Class OutputTarget

  • Direct Known Subclasses:
    SelectionOutputTarget

    public class OutputTarget
    extends OutputHandler

    This is a base OutputHandler implementation that directs all text extraction output to an Appendable of your choice, e.g. a Writer, StringBuilder, CharBuffer, and so on.

    This is the ideal place to start when building a custom OutputHandler implementation. See the XMLOutputTarget class as an example of how this can be done.

    Please note that OutputTarget makes no attempt to retain the visual layout or formatting of the text extracted from PDF documents. It is focused on:

    • Maximum performance
    • Ensuring that extracted PDF text is yielded with the proper segmentation and read-ordering, for the benefit of most users whose applications are sensitive to the semantic ordering of the PDF content. This includes search, text analytics, summarization tools, and similar applications.

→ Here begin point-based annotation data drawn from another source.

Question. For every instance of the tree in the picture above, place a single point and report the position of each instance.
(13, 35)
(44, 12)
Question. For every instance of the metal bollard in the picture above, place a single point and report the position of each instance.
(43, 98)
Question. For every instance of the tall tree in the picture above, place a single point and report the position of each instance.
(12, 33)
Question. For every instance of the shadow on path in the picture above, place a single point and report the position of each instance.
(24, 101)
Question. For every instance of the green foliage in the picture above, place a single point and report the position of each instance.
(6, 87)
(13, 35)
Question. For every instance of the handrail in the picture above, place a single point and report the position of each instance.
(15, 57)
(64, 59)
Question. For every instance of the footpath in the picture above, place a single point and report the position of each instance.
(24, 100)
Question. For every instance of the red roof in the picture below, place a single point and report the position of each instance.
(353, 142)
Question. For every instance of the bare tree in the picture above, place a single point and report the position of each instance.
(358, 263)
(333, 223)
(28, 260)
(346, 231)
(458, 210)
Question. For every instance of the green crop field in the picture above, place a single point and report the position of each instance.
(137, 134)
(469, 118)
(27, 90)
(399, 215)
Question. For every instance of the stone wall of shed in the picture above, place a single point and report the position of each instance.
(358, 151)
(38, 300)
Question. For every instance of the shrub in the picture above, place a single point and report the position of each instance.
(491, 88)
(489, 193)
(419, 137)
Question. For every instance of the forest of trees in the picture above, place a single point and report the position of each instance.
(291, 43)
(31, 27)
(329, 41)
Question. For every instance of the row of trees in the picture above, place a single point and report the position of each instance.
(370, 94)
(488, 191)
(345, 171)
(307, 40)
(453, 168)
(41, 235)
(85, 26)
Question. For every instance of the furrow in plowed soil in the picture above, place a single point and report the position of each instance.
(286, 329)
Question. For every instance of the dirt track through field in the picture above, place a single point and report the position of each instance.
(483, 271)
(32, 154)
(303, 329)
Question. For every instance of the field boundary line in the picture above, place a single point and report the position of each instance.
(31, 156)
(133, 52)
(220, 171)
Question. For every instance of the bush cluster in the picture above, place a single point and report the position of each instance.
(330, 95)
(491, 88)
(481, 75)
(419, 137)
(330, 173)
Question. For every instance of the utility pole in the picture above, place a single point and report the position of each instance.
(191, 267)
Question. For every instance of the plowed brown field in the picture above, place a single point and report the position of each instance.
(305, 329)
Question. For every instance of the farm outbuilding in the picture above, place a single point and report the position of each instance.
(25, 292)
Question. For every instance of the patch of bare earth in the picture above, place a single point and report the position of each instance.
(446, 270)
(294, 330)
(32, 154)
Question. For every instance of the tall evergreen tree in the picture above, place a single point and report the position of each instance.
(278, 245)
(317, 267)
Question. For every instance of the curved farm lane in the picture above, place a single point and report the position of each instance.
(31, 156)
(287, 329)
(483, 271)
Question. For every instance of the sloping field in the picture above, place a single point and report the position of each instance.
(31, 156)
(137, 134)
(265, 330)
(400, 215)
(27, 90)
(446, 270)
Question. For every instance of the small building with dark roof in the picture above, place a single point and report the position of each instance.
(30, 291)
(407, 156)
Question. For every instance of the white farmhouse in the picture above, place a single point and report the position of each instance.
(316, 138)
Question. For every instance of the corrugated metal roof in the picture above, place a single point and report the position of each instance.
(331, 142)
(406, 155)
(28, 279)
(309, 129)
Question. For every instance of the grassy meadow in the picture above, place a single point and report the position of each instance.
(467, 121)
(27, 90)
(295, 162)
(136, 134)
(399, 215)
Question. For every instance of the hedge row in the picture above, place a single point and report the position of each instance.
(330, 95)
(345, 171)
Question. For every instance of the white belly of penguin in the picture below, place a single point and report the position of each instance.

    If your application requires PDF text extracts that retain the visual appearance of the text as it is laid out on each page, then VisualOutputTarget would be more suitable.

    Example usage:

     java.io.StringWriter text = new java.io.StringWriter(1024);
     OutputTarget tgt = new OutputTarget(text);
    
     Document pdf = com.snowtide.PDF.open();
     pdf.pipe(tgt);
     pdf.close();
    
      // do something with the extracted text...
     processText(text.toString());
     

    Version:
    ©2004-2024 Snowtide
    See Also:
    OutputSource.pipe(OutputHandler), OutputSource.pipe(OutputHandler), OutputSource.pipe(OutputHandler), OutputSource.pipe(OutputHandler)